Nos outros dias da semana fora o mesmo e, em um determinado momento, eu saí de meu estado de negação e tive a certeza de que a nossa relação havia realmente acabado. Mas pelo menos, fora do clã de enxeridos que faziam o favor de alimentar a raiva de Adam espalhando que eu o havia o traído, segundo eles, “debaixo do seu nariz”, eu ainda tinha as minhas amigas, que ficaram do meu lado mesmo sem terem presenciado a confusão. Teri, no entanto, tinha um empasse em suas mãos, afinal, meu opositor era o seu irmão e ela querendo ou não tinha de apoiá-lo. Então ela preferiu permanecer imparcial sobre isso e, mesmo acreditando em mim, não quis se meter, pois se fizesse isso talvez Adam se fechasse ainda mais para quaisquer argumentos. Entendi o seu ponto de vista, até porque, de qualquer forma, não achava que ela poderia fazer muito contra a cabeça dura do irmão.
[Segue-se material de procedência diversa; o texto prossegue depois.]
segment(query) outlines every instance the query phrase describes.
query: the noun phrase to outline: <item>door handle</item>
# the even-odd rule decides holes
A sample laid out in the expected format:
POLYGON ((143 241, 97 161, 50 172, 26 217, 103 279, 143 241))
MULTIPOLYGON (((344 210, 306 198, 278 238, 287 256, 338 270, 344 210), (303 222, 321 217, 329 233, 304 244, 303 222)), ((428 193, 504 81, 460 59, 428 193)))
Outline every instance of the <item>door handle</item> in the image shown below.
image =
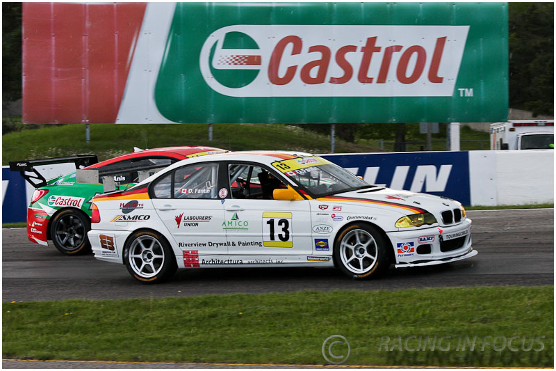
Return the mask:
POLYGON ((226 209, 227 212, 241 212, 243 211, 244 209, 240 206, 238 206, 237 205, 234 205, 233 206, 230 206, 229 207, 226 209))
O pior de tudo era ter a consciência de que a culpa não era minha e mesmo assim não conseguir impedir a tristeza de avançar sobre tudo a minha volta. Perder o namorado era uma coisa chata, mas saber que fora de forma tão injusta, isso era muito deprimente. Além disso, passar as férias de verão dentro do quarto, falando pelo computador com Lucy, que, á propósito, estava de partida para o Japão, também não estava nos meus planos. Mas já que os meus antigos planos incluíam um namorado que eu não tinha mais, talvez eu só devesse jogar a toalha e aceitar a solidão com dignidade.
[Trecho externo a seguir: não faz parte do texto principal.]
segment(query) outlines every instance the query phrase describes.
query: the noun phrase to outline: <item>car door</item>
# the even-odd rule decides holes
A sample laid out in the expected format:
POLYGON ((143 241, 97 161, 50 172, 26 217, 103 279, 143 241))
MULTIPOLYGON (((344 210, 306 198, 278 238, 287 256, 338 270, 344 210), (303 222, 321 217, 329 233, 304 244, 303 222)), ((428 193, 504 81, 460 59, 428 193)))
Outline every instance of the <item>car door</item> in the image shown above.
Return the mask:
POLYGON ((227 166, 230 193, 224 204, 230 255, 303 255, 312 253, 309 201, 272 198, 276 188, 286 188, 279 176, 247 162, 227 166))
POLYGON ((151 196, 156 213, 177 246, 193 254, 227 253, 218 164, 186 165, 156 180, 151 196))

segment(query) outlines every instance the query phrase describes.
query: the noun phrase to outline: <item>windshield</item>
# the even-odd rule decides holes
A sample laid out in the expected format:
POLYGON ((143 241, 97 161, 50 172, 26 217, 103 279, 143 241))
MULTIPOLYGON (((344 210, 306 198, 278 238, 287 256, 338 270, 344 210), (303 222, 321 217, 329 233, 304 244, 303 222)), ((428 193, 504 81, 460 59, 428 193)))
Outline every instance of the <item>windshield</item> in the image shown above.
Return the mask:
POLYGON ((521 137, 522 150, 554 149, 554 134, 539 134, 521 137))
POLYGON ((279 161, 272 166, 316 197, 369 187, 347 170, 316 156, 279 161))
Depois de um banho e de escovar os dentes, troquei-me e desci para tomar café. A casa estava silenciosa, como em todas as manhãs, exceto pelo som baixo de uma canção que vinha da cozinha. Já havia ouvido aquela música antes, duas ou três vezes, quando Nancy cantarolava enquanto preparava as refeições, com uma voz sempre carregada de emoção.

— Ei. – Falei, adentrando a cozinha e me sentando na bancada.

— Bom dia. – Ela sorriu, mas arqueou a sobrancelha notando que o meu dia já não estava sendo assim tão bom. – Como está se sentindo?

— Bem. – Respondi mentindo.

— Mesmo? – Ela insistiu.

Tentei manter a expressão calma, mas a vontade de chorar apareceu quando eu pensava que já não podia mais derramar uma lágrima sequer.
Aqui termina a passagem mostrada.